Quality wine is made in the vineyard, so we put a great deal of effort into the production of premium quality fruit. In the winery we handle the fruit/wine gently, with minimal post-fermentation pumping, racking or filtering to preserve delicate flavours. Winemakers’ interventions are kept to a minimum.
The Riesling fruit is gently whole bunch pressed (unusual for Australia), yielding 550 litres/tonne. The juice is cool fermented in refrigerated tanks using cultured yeast to ensure the purity and intensity of flavours are retained in the finished wine. The wine is bottled 6 to 8 weeks after harvest then held for 4 months before release.
The Rosé is made from free-run juice from the crusher (i.e. not pressed). It has a component of barrel fermentation, spontaneous/wild yeast and frequent lees stirring, and a component of cool tank fermentation (cultured yeast) to retain pure fruit aromas. The wine is bottled 6 to 8 weeks after harvest then held for 4 months before release.

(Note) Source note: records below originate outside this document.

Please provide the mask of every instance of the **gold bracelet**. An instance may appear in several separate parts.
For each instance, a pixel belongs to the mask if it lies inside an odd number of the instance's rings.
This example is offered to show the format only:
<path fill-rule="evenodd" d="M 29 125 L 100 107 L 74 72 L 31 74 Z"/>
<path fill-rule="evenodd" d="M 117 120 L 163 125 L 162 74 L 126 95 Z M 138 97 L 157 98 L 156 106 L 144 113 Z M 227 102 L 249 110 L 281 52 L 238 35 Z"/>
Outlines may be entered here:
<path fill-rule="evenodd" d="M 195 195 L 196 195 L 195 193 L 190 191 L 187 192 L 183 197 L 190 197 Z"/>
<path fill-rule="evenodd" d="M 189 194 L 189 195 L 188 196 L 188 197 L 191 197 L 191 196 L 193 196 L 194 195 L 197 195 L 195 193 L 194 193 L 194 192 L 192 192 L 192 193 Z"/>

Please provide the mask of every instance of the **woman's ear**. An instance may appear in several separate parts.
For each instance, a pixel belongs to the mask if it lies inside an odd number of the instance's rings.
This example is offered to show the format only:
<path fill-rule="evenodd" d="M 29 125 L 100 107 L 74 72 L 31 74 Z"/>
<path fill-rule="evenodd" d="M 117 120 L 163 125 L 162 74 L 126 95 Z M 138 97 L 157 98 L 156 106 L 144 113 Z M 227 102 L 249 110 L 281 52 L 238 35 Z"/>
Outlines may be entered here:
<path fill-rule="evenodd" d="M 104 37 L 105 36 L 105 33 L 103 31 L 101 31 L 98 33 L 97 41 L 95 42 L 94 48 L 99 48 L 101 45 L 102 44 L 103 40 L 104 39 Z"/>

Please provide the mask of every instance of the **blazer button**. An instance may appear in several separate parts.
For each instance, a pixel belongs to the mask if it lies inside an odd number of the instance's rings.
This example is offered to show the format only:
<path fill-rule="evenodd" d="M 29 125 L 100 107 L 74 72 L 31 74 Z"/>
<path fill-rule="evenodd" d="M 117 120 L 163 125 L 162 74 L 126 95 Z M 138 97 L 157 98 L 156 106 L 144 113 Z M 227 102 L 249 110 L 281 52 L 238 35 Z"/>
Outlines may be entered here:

With our red wines we follow a more traditional approach. They are spontaneously/wild fermented separately by variety and by block in small open fermenters (500 to 1500 litres) with regular foot-treading, plunging and pumping over of the cap. Depending on variety and style, there may be post-fermentation maceration of 7-21 days prior to pressing. Red wines are matured in 300 litre ‘hogsheads’ (90% French Oak, 10% French coopered American Oak) supplied exclusively by the French cooper Saury. Barrel maturation time varies according to variety and style from 14 to 24 months.